I tend to confuse the hell out of people. I don't like to conform just because society mandates it. That new trend with celebrities who live together long term, have kids, raise families and don't get married - I totally get that. In fact, I don't understand why anyone with lots of money, who isn't concerned with the tax breaks and health benefits would want to take the risk of getting married and possibly having to go through a messy and expensive divorce.
I love my husband. I think we're one of the few lucky couples that might actually stay married until death do us part. But I think our commitment to each other does not have a great deal to do with our marriage certificate. Marriages don't mean a whole lot these days, since we've made an art form of breaking them. Your commitment to each other is not strengthened or weakened when you marry these days, it's going to be exactly as strong or as weak as it was beforehand.
I did not change my last name when I got married. In my teens and into my early twenties, I didn't want to ever get married. Even after I met my husband and fell in love, it took a few years for me to come around to the idea of getting married. But I didn't marry him just for the practical reasons like taxes and insurance. Like all the other saps, I fell in love and became smitten with the idea of being married. After all, if it turned out badly, I could just get a divorce. Luckily, I think we've managed pretty well so far. I've met dozens of women who have had to go through the irritation of changing their names multiple times. They get married and change it, get divorced and change it back or not, get married again and change it again. And I know several women who have been married and divorced two and three times. That can result in a lot of name changes over the years. I'm not judging, but changing my name was, and is, not all that appealing. But even more than that, why should I have to change my name? There's no law that says that a woman must change her name when she marries. Thank God (or Hank). It's just one of those patriarchal traditions passed on from eras gone by when the husband purchased his bride, a dowry was exchanged, and the new bride was passed from her father's house to her husband's as so much chattel. I think we should let this tradition fall to the way side with the dowries and chastity belts.

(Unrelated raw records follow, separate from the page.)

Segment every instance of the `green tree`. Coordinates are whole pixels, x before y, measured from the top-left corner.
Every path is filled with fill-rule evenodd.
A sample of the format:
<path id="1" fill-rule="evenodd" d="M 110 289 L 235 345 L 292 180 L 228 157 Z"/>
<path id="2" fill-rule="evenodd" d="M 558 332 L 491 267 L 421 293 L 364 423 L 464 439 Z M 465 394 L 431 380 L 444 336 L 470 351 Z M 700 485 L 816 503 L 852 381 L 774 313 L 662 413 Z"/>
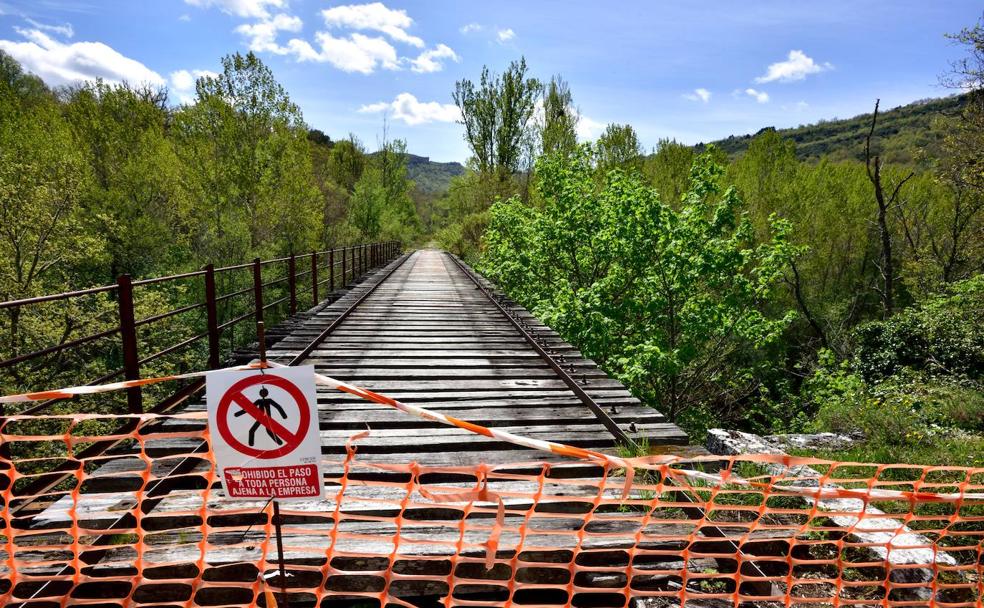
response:
<path id="1" fill-rule="evenodd" d="M 910 222 L 914 230 L 941 228 L 923 230 L 929 232 L 923 258 L 934 262 L 942 283 L 984 271 L 984 19 L 948 37 L 967 54 L 941 78 L 944 86 L 967 91 L 960 113 L 937 123 L 943 144 L 936 173 L 951 195 L 942 204 L 927 202 Z M 925 216 L 936 221 L 921 222 Z"/>
<path id="2" fill-rule="evenodd" d="M 750 204 L 763 209 L 757 214 L 756 227 L 763 228 L 768 215 L 780 212 L 796 182 L 799 162 L 796 144 L 784 139 L 775 129 L 763 130 L 748 145 L 748 151 L 730 168 L 729 177 L 740 186 Z"/>
<path id="3" fill-rule="evenodd" d="M 385 139 L 355 184 L 350 222 L 361 238 L 410 243 L 420 233 L 420 218 L 410 196 L 413 182 L 407 178 L 407 146 L 400 139 Z"/>
<path id="4" fill-rule="evenodd" d="M 596 155 L 602 173 L 616 168 L 628 171 L 642 167 L 642 144 L 632 125 L 608 125 L 598 138 Z"/>
<path id="5" fill-rule="evenodd" d="M 366 151 L 355 135 L 336 142 L 331 149 L 328 171 L 339 184 L 349 192 L 355 191 L 355 183 L 362 176 L 366 166 Z"/>
<path id="6" fill-rule="evenodd" d="M 196 238 L 202 257 L 308 250 L 323 209 L 300 110 L 253 53 L 222 65 L 217 77 L 198 80 L 196 103 L 175 117 L 179 153 L 208 220 Z"/>
<path id="7" fill-rule="evenodd" d="M 355 184 L 349 209 L 349 223 L 358 230 L 360 240 L 375 239 L 383 228 L 386 188 L 382 173 L 370 166 Z"/>
<path id="8" fill-rule="evenodd" d="M 577 146 L 577 113 L 571 89 L 560 76 L 554 76 L 543 89 L 543 125 L 540 150 L 543 154 L 570 154 Z"/>
<path id="9" fill-rule="evenodd" d="M 527 74 L 525 58 L 509 64 L 501 76 L 483 67 L 478 86 L 467 79 L 455 84 L 452 96 L 461 110 L 465 141 L 477 170 L 495 176 L 496 194 L 508 191 L 513 174 L 522 167 L 524 142 L 530 137 L 542 88 Z"/>
<path id="10" fill-rule="evenodd" d="M 788 223 L 756 245 L 710 155 L 695 161 L 679 210 L 638 174 L 615 169 L 599 184 L 593 158 L 582 147 L 541 159 L 542 208 L 492 207 L 482 270 L 671 418 L 735 420 L 793 316 L 765 312 L 797 253 Z"/>
<path id="11" fill-rule="evenodd" d="M 168 272 L 187 262 L 190 211 L 166 133 L 165 101 L 164 91 L 103 82 L 68 94 L 65 115 L 93 175 L 83 197 L 88 229 L 103 235 L 109 253 L 100 281 Z"/>
<path id="12" fill-rule="evenodd" d="M 24 72 L 16 59 L 0 51 L 0 103 L 4 109 L 12 111 L 16 106 L 24 110 L 36 104 L 50 105 L 54 101 L 54 93 L 40 78 Z"/>
<path id="13" fill-rule="evenodd" d="M 0 300 L 57 292 L 91 280 L 104 257 L 99 234 L 86 230 L 83 193 L 90 180 L 54 96 L 0 52 Z M 11 308 L 3 349 L 56 344 L 77 325 L 77 311 Z M 66 323 L 59 326 L 59 319 Z M 28 350 L 31 350 L 28 348 Z M 23 370 L 3 382 L 19 388 Z"/>
<path id="14" fill-rule="evenodd" d="M 675 205 L 687 192 L 693 164 L 693 147 L 675 139 L 661 139 L 656 145 L 656 153 L 646 158 L 643 173 L 656 188 L 660 200 Z"/>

Or if we're going to let tradition be our guide, how 'bout we gander even further back in history to the days when the family names passed through the maternal line, because seriously guys, are you sure that kid's yours? The only way to ensure property and name followed down the blood line was to pass it down the maternal line. Now-a-days we have DNA tests for that (I'm sure there are more than a few women out there actually cursing the genius who came up with that test. Not that DNA tests aren't infinitely valuable in catching murders, proving innocence, making a dead-beat dad pay up. But I'm sure there are those women who would take their baby's true father's identity to their graves.) But even now, you have to ask the question before you get the test. I don't doubt there are more than a handful of dads out there today being duped. That kid may have your last name, but that's all of you that it has. Of course, I don't mean you! Your wife would never do that to you . . . right?
The reality is, though, that keeping your maiden name is not without it's frustrations. People don't know what to make of it. The schools and doctors are confused because my name is different than my children's, who have Blackstone's last name. I decided to let that one go, since our two boys are the only two boys to carry on the family name in this generation, yada, yada, yada. Whatever. I only carried them in my body for nine months and gave birth to them, why should they carry my name? We discussed giving them my last name as a middle name, but they ended up with the Americanized version, because our two French last names strung together was like a punishment. Then there was the former classmate's husband who told his wife that I couldn't be the person she went to high school with because I was married. Hello? Twenty-First Century calling? And then there are the people who know us through me and think my husband's last name is the same as mine, so we get stuff addressed to Mr. and Mrs. Diosa. I love when that happens. It's only fair.
I have a friend who married and changed her name and since has had second thoughts about it. She hates when people address mail to Mr. and Mrs. Jones because it's sexist. I get it. It is sexist. So is the society we live in. I know I've caused people eminent confusion when they get to us on their Christmas card list and try to figure out how to address the envelope. I don't much care how they do it, just so long as they don't expect me to change my name. Our return address reads: The Diosa and Blackstone Family. I'm trying to help them out. When in doubt, refer to the return address.
One woman I knew professionally kept her maiden name until her oldest child turned six. At that point he asked her, "Don't you want to be a part of our family, mom?" She relinquished and changed her name, at which point everyone started congratulating her on her marriage, because why else would she be changing her name? It annoyed her no end. I have no intention of changing mine. Ever. If my kids ever ask about it, they better be prepared for my long-winded explanation on the sexist culture we live in and how I expect them to treat women as equals and be better than society teaches them.
P.S. I just ordered the above T-shirt from Mental Floss. Don't you just love it? Go on, buy one. We can start a club. Polly, Dol - remember we had the matching shirts way back when? Isn't it time for new ones?